De plus, le neutrino stérile particulier, qui pourrait hypothétiquement s’adapter aux données de MiniBooNE, ne résout aucun des mystères qui ont conduit les physiciens à théoriser sur de telles particules. S’ils sont assez lourds, les neutrinos stériles pourraient servir de « matière noire » invisible qui semble engloutir les galaxies. Et ils expliqueraient pourquoi les neutrinos électroniques, muons et tau sont si légers, grâce à une astuce mathématique appelée mécanisme de see-saw. Mais à moins d’un électron-volt, le neutrino stérile du MiniBooNE n’a pas le poids nécessaire à ces autres fins.

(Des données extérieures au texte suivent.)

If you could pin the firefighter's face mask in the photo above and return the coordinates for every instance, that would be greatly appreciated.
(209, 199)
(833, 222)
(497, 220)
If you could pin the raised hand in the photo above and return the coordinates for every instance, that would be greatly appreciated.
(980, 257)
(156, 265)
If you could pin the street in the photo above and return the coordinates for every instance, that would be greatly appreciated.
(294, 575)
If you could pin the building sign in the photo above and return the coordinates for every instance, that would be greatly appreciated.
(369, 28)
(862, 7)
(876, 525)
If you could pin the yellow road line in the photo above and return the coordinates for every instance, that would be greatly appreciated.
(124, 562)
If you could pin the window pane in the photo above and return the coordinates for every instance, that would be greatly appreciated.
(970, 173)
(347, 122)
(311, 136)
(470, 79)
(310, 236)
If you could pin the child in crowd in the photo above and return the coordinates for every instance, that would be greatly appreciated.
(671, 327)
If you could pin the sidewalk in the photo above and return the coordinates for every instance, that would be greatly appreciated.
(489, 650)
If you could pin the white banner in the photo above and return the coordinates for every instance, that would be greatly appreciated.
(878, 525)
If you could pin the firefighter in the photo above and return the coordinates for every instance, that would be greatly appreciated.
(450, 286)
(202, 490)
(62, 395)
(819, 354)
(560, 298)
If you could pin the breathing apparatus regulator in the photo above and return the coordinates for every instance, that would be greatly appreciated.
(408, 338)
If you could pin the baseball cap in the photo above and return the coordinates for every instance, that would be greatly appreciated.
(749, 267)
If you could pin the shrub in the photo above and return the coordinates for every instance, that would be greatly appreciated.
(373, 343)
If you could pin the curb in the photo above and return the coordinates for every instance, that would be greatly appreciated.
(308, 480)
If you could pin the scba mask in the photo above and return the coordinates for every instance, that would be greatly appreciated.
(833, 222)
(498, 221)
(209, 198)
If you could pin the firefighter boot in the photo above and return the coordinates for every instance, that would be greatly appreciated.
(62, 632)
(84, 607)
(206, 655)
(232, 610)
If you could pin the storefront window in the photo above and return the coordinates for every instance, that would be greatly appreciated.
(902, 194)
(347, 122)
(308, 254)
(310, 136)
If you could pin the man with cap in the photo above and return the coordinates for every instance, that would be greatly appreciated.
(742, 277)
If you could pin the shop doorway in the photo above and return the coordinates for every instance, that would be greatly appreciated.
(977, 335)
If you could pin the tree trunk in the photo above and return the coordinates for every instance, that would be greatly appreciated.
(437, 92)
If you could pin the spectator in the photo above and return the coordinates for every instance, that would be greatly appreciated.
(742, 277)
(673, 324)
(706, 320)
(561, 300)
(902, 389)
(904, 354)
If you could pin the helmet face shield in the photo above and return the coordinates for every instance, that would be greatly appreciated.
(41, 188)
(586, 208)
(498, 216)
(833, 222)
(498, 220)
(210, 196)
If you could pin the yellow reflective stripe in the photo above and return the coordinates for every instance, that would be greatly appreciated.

Selon Matthew Buckley, physicien des particules à l’Université Rutgers (New Jersey, États-Unis) :
Nous n’aurions aucune raison de nous attendre à des neutrinos stériles à 1-eV. Cela n’a pas empêché l’univers d’ajouter de nouvelles particules dans le passé.
La confusion a conduit de nombreux experts à contenir leur optimisme et à soupçonner que le MiniBooNE et le LSND ont été victimes d’une erreur inconnue. Freya Blekman, physicien à l’université Libre de Bruxelles, soutient que les expériences ont systématiquement sous-estimé des événements qui imitent le signal des neutrinos électroniques, comme la vitesse à laquelle des particules appelées pions neutres se décomposent à l’intérieur du réservoir de pétrole du MiniBooNE.
Il est aussi possible que l’anomalie dans les expériences LSND et MiniBooNE pourrait s’avérer être « systémique », ce qui signifie qu’il y a quelque chose dans la façon dont les neutrinos interagissent avec l’installation expérimentale que les scientifiques ne comprennent pas encore.
Une réponse plus définitive pourrait provenir de futures expériences, dont une appelée IsoDAR, proposée par la physicienne Janet Conrad et ses collègues du Massachusetts Institute of Technology (MIT) . Plutôt que de compter le nombre de neutrinos pour un type donné au bout d’un faisceau, des neutrinos seront observés se déplacer d’une saveur à l’autre, ce qui donnera une image plus complète des oscillations.
L’étude en prépublication sur arXiv (PDF) : Observation of a Significant Excess of Electron-Like Events in the MiniBooNE Short-Baseline Neutrino Experiment.